I think the best way would be to get an LLM to write a script that would export/import the data, so it only writes the code, doesn't touch the data.

r0fl

How would one go about buying typepad??

Who would I contact?

jszymborski

Wiki says Newfold Digital (nee Endurance International Group) own it.

https://www.newfold.com/

qq66

Lot of content here that will go down with the ship. Hope the Internet Archive will mirror it.

Terretta

For former MoveableType fans missing "the good old days" of CMS before headless CMS and the JAMstack took over the world, do take a look at:

https://textpattern.com

omnimus

I think the progression people went trough is MoveableType > Textpattern > Kirby so if you want the “latest generation” of the simple server rendered CMS you might as well try https://getkirby.com

net01

They should provide an option to move to https://ghost.org/

jstummbillig

Kind of interesting that, with such an entrenched service that seems highly automatable, shutting it down is preferable to just keeping it running in maintenance mode or selling it.

hombre_fatal

Does anyone have convincing macro ideas about why blogging died? Or maybe a link to some high level historian insights of the era?

Like the days where it seemed like everyone maintained a Blogger site and wrote longer form content?

Maybe it's more because blogging was a fluke to begin with. Kind of like in my junior high (2002?) every kid had an online journal (Xanga) that died when we moved to sharing those thoughts on Myspace.

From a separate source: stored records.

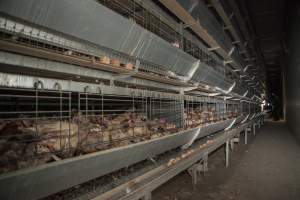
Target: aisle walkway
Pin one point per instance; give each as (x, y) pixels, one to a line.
(267, 169)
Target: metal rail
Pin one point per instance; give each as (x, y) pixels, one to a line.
(141, 187)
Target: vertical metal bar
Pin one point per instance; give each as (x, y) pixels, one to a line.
(60, 118)
(70, 118)
(36, 110)
(78, 119)
(227, 153)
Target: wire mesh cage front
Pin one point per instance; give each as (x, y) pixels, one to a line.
(40, 126)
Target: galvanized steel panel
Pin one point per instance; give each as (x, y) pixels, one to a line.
(34, 183)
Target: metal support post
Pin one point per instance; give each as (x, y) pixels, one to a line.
(246, 134)
(205, 164)
(227, 153)
(231, 144)
(148, 196)
(197, 168)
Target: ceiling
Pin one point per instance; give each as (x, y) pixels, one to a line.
(265, 22)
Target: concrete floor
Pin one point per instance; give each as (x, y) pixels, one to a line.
(266, 169)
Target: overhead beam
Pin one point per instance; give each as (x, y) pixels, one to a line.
(195, 26)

Maybe it could be seen is more of a ephemeral shared "mass-delusion" that we should maintain blogs and post our thoughts online about favorite topics. (Hmm, I think this seems very reasonable.)

But moving to social media doesn't seem to explain everything. People had long form blogs about all subject you could think of. And it's not like it was obsoleted by posting those thoughts on Facebook. Instead the idea of individuals posting their long (text) thoughts on hobby topics just seemed to almost die completely.

CalRobert

It still exists (Medium, etc) but the eyeballs are all on twitter, Bsky, TikTok, etc

empath75

What happened is that long form writing on the internet bifurcated into professional work and social media, and a lot of popular bloggers either became influencers or professional writers, and the 'casual' bloggers moved to social media, especially facebook. People switching to phones over computers also made reading long form text more difficult.

Blogging _seems_ like it was more popular in retrospect because for a while it was a large percentage of content _on the internet_, but the internet wasn't that popular at the time. Social media now absolutely dwarfs the size of any of the blogging sites even at their peak, and Substack and Medium are probably roughly the same size that the old blogging sites were.